City Girl

US (1930) Dir. F.W Murnau

Nice boy farmer Lem Tustine (Charles Farrell) is sent to Chicago by his strict father (David Torrence) to sell the family wheat. Whilst stopping for lunch Lem meets waitress Kate (Mary Duncan) and a mutual attraction develops. Lem sells the wheat but at a lower price than his father demanded due to the fluctuating market and returns home nervous. Kate wants to escape the busy city life and the pair get married and return to the country. Upon arrival, kate is welcomed by Lem’s mother (Edith Yorke) and younger sister Marie (Anne Shirley) but Mr. Tustine is hostile, believing Kate is a gold digger out to ruin Lem, who weakly acquiesces to his father and not his wife. With tensions fraught between the newly weds, the arrival of a team of reapers to collect the wheat who all take a shine to Kate stirs up more trouble which threatens to put a quick end to this hasty marriage.

The penultimate film from legendary German director F.W Murnau was also his last film made during his troubled stint with Fox in Hollywood. Despite being made in 1930 this was a silent film as Murnau had no interest in talkies which were now in their second year of existence. Fox demanded this be re-shot with sound and Murnau walked leaving the assistant director to finish the film. Only this silent version exists today – unusual as one would expect the sound version to remain.

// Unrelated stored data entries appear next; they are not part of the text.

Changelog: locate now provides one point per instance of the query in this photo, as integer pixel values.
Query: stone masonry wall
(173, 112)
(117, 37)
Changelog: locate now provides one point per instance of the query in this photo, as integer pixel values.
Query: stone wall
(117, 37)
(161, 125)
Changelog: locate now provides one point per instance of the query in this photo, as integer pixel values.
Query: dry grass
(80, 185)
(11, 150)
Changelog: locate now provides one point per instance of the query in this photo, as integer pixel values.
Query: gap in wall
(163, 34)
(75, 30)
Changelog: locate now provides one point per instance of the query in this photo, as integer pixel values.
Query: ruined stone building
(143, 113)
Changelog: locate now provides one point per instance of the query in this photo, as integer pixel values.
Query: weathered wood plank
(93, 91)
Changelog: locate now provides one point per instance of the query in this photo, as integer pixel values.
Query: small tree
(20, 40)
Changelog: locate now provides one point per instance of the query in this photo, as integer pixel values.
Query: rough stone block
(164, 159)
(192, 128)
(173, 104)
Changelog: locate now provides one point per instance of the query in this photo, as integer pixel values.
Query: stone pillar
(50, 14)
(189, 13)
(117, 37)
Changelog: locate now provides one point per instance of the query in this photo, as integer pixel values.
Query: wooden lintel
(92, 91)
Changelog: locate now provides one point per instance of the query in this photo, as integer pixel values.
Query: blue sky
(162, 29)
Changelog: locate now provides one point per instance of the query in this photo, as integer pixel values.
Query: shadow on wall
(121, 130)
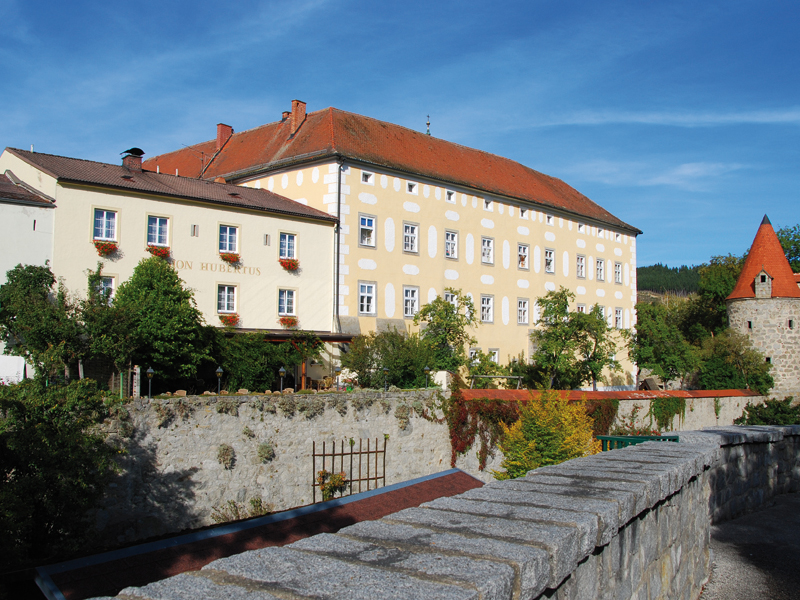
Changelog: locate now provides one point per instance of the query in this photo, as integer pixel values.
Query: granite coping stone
(606, 511)
(530, 564)
(561, 542)
(492, 579)
(308, 575)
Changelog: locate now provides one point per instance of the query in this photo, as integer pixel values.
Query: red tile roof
(76, 170)
(331, 133)
(16, 191)
(766, 253)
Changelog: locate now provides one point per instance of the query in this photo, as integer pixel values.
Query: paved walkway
(758, 555)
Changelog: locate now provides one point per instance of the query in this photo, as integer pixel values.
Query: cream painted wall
(387, 198)
(196, 259)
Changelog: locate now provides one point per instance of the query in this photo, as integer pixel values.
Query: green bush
(772, 412)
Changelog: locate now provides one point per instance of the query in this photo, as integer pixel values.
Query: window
(286, 302)
(451, 244)
(228, 238)
(523, 313)
(410, 238)
(157, 231)
(522, 256)
(366, 298)
(549, 261)
(226, 298)
(487, 309)
(105, 224)
(366, 231)
(287, 245)
(487, 251)
(410, 301)
(580, 266)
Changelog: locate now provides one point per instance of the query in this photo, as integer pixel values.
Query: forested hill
(661, 278)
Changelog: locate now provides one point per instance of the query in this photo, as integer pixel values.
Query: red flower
(290, 264)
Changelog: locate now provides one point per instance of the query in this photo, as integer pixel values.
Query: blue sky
(681, 118)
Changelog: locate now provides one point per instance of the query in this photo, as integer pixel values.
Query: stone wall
(625, 524)
(171, 477)
(770, 334)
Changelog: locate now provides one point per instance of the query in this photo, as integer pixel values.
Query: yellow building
(134, 213)
(418, 214)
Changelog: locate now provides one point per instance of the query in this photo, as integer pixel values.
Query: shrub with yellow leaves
(549, 431)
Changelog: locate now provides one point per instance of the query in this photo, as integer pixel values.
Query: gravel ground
(758, 555)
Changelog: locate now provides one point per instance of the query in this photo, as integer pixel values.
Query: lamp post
(150, 374)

Murnau also wanted to the film to be called Our Daily Bread but Fox once again put their foot down. Despite all of these distracting elements Murnau still manages to deliver a wonderful film and frankly, the lack of sound does nothing to lessen its enjoyment, in fact, I can’t imagine it WITH sound.

Even though the story, based on a play called The Mud Turtle by Elliot Lester,  it is pure Hollywood in its simplicity and happy ending, there are still elements of Murnau’s greatness present on the production front, from his peerless use of light and shadows to the well crafted characters.

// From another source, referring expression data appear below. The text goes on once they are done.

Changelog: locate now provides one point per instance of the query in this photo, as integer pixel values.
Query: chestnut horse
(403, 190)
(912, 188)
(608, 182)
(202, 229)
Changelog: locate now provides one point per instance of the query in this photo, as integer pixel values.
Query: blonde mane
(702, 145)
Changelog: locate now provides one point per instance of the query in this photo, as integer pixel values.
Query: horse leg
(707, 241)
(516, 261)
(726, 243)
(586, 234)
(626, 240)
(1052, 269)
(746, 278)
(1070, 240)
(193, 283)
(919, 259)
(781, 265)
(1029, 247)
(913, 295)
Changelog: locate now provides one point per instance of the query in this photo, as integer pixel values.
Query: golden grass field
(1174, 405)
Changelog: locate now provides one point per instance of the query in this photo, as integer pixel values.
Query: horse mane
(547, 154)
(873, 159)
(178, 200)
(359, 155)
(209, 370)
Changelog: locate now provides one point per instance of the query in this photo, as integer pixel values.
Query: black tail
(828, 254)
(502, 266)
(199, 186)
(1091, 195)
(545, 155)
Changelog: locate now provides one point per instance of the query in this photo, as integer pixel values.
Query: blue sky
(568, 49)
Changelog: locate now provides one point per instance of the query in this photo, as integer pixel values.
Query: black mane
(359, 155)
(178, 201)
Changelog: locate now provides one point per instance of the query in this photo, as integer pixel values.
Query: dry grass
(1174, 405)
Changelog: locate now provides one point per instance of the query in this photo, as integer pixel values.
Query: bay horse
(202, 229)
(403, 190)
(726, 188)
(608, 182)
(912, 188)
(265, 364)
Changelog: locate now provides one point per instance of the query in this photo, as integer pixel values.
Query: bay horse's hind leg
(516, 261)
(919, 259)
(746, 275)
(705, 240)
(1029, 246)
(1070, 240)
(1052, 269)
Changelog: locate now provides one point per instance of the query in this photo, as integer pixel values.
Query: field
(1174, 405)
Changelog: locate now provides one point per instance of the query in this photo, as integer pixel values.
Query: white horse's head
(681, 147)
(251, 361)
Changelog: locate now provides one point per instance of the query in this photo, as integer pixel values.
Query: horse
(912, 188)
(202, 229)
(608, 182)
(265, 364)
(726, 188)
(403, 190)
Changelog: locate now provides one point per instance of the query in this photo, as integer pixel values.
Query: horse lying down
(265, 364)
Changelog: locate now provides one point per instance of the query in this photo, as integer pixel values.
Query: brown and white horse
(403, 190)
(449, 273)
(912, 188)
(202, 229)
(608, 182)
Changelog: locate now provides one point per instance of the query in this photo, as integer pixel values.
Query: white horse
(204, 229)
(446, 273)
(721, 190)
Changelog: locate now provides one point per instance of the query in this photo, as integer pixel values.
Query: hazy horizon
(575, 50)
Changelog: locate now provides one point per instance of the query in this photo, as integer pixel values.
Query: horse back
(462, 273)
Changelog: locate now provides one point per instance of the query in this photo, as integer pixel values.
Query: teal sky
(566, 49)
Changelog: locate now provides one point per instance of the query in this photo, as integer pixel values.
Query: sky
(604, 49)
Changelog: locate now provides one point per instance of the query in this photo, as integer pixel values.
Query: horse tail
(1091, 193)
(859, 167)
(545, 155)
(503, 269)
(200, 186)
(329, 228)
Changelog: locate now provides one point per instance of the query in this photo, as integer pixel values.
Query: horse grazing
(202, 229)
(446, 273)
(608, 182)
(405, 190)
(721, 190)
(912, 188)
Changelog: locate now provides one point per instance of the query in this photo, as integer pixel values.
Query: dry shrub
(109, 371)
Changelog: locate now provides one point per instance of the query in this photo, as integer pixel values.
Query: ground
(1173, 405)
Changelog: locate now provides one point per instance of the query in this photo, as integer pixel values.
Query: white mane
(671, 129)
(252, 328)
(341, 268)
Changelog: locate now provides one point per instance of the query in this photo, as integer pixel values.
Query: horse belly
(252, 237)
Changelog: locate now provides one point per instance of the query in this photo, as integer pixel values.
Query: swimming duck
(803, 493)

The early stages of the film are playful and romantic without going over the top. For modern sensibilities, the idea of two strangers falling in love and marrying as quickly as Lem and Kate do is unrealistic but that was how it was back then and with the draconian Hays Office looming over Hollywood with their censorship hammer ready to strike, this was also all one could get away with.

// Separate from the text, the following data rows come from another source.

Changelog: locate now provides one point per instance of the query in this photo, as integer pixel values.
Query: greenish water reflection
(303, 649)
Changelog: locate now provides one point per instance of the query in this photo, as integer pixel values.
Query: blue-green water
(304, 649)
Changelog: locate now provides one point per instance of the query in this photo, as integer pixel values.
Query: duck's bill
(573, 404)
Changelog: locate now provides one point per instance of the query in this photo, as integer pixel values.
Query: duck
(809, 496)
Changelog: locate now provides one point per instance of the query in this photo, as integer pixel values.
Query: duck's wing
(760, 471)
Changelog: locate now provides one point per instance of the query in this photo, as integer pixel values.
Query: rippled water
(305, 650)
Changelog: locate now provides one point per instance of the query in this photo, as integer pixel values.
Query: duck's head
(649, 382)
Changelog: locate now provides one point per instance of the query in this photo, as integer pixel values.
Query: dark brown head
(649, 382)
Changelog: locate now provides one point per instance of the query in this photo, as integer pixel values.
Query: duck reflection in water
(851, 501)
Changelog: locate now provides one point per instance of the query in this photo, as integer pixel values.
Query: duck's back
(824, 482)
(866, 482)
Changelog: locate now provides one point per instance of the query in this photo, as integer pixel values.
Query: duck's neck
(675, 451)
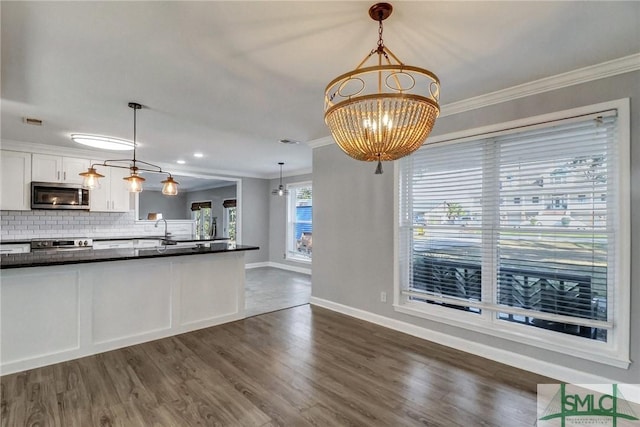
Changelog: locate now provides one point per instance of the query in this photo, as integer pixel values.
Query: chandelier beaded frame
(382, 112)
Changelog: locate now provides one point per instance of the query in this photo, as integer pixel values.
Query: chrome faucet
(166, 233)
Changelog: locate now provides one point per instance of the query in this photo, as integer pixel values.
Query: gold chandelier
(134, 181)
(382, 112)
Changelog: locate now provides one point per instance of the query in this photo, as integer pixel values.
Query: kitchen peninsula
(61, 305)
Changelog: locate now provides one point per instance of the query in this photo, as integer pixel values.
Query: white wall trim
(623, 65)
(251, 265)
(293, 268)
(526, 363)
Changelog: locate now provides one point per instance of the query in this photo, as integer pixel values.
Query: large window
(300, 221)
(553, 271)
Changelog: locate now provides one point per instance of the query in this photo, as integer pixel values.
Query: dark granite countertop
(82, 256)
(181, 238)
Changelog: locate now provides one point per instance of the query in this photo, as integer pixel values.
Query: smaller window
(300, 222)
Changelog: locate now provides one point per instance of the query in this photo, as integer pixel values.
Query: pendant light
(280, 191)
(134, 180)
(382, 112)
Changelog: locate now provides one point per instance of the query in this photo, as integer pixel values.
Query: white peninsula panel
(39, 314)
(131, 299)
(200, 302)
(56, 313)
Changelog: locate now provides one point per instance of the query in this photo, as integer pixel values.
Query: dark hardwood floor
(304, 366)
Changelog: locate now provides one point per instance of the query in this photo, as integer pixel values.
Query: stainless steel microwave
(54, 195)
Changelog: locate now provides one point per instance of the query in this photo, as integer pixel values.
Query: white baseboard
(256, 265)
(293, 268)
(520, 361)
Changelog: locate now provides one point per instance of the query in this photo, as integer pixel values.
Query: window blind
(519, 223)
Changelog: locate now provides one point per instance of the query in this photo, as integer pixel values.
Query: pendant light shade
(134, 180)
(382, 112)
(169, 186)
(280, 191)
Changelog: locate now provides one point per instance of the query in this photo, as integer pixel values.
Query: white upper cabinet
(48, 168)
(15, 180)
(112, 194)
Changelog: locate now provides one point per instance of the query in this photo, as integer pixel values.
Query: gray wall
(353, 220)
(217, 196)
(278, 222)
(255, 218)
(171, 207)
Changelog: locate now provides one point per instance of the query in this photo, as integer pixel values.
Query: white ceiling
(230, 79)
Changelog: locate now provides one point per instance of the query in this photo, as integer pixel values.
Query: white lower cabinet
(112, 194)
(112, 244)
(15, 181)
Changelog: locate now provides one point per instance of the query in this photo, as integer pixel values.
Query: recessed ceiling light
(288, 141)
(103, 142)
(32, 121)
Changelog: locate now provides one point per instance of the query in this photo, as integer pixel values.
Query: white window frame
(615, 351)
(291, 253)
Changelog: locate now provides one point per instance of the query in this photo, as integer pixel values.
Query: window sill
(568, 345)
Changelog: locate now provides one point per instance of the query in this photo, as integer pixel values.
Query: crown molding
(623, 65)
(611, 68)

Some might find the brash rudeness of the bullying Mr. Tustine and the way Lem capitulates to him a little hard to swallow but again, these were simple times. The lecherous and frankly appallingly sexist and presumptuous attitudes of the reapers are not to difficult to envisage since little has changed but again, Lem’s weakness when head reaper Mac (Richard Alexander) tries it on with Kate will infuriate the modern viewer. Interesting side note, one of the reapers looks just like George W. Bush (and is just as thick)!!

However well the storytelling will fare by today’s standards, this is still another classic slice of silent cinema which deserves to be savoured as such.